1.03k stars 368 forks source link

[GLUTEN-5771][VL] Add metrics for ColumnarArrowEvalPythonExec #5772

Closed yma11 closed 1 week ago

yma11 commented 2 weeks ago

What changes were proposed in this pull request?

Add metric for ColumnarArrowEvalPythonExec

(Fixes: #5771)

Spark UI

How was this patch tested?

We tested performance of arrow udf and collected some performance:

from pyspark.sql.functions import pandas_udf, PandasUDFType
import pyspark.sql.functions as F
import os
@pandas_udf('long')
def pandas_plus_one(v):
    return (v + 1)

@pandas_udf('string')
def pd_get_first(v):
    return v.str.split(':').str[1]
# test int
df = spark.read.orc("file:///xx/yy").select("user_id").withColumn("processed_user_id", pandas_plus_one("user_id")).select("processed_user_id")
# test string
df = spark.read.orc("file:///xx/yy").select("url").withColumn("processed_url", pd_get_first("url")).select("processed_url")

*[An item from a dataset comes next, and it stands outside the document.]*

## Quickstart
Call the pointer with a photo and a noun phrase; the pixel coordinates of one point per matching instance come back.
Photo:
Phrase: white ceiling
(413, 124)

The perf shows ~20% perf gain compared with vanilla spark.

github-actions[bot] commented 2 weeks ago

https://github.com/apache/incubator-gluten/issues/5771

FelixYBW commented 2 weeks ago

@yma11 can you add a UI chart for the pyarrow UDF? Also add some implementation details?

In theory we can convert Velox to Arrow in Velox pipeline, then pass the arrow pointer to Spark where it's send to python process. There is no C2R and R2C in the whole process and no memcpy between Velox and Spark. Can we achieve this?

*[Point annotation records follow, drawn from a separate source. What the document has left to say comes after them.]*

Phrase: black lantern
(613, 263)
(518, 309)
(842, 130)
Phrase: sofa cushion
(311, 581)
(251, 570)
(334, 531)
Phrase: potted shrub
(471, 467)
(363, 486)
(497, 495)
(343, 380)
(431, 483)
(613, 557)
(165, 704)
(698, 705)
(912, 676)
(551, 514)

yma11 commented 2 weeks ago

@yma11 can you add a UI chart for the pyarrow UDF? Also add some implementation details?

In theory we can convert Velox to Arrow in Velox pipeline, then pass the arrow pointer to Spark where it's send to python process. There is no C2R and R2C in the whole process and no memcpy between Velox and Spark. Can we achieve this?

Yes. There is no C2R and R2C in current implementation. There is a VeloxColumnar to Arrow only. But for memcpy, it depends on the arrow bridge. I found there are still some memory allocation at velox for data types like string. Let me add the implementation under the feature track.

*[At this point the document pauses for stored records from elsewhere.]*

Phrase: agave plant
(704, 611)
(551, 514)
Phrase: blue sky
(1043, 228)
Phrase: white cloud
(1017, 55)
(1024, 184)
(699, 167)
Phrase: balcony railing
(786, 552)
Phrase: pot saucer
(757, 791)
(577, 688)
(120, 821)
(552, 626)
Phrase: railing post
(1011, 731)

yma11 commented 1 week ago

@yma11 can you add a UI chart for the pyarrow UDF? Also add some implementation details? In theory we can convert Velox to Arrow in Velox pipeline, then pass the arrow pointer to Spark where it's send to python process. There is no C2R and R2C in the whole process and no memcpy between Velox and Spark. Can we achieve this?

Yes. There is no C2R and R2C in current implementation. There is a VeloxColumnar to Arrow only. But for memcpy, it depends on the arrow bridge. I found there are still some memory allocation at velox for data types like string. Let me add the implementation under the feature track.

@FelixYBW The implementation details are now added in 5461. Perf data is also wrapped there. FYI.

yma11 commented 1 week ago

I just noticed that this file (ColumnarArrowEvalPythonExec.scala)'s package is package org.apache.spark.api.python which is wrong. Would you like to fix it? @yma11

Fixed.

yma11 commented 1 week ago

@zhztheplayer Please help take a look again. Thanks.